# Where can I find freshly roasted coffee beans?



## ydamanami (Mar 22, 2017)

Hi!

I just moved to Dubai and been struggling to find a good local coffee shop which sells freshly roasted coffee bean ( a good one). It would be great if it's around Salahuddin area or Burjuman area.


----------



## Roxtec Blue (Jan 14, 2013)

ydamanami said:


> Hi!
> 
> I just moved to Dubai and been struggling to find a good local coffee shop which sells freshly roasted coffee bean ( a good one). It would be great if it's around Salahuddin area or Burjuman area.


Here you go if you're looking for quality coffee. I roast my own green beans from here and the quality is superb but not cheap.

https://rawcoffeecompany.com


----------



## Timeport (Apr 2, 2016)

Search for Coffee Planet. They have them in the supermakets but I go their roastery/yard in AlQuoz.
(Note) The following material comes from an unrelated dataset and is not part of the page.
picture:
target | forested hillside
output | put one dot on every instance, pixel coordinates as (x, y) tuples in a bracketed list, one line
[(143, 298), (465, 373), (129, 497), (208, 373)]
Fresher, descent quality and more value for money than others.


----------



## QOFE (Apr 28, 2013)

In Bur Dubai there is: Coffee Museum

I'm not sure how good it is but they say they roast coffee beans daily.

I like Raw but it's expensive. The beans I've got from Coffee planet haven't impressed me.

This is my favourite but it's too expensive for daily use:
https://www.desertcart.ae/products/...jamaica-blue-mountain-coffee-16oz-whole-beans


----------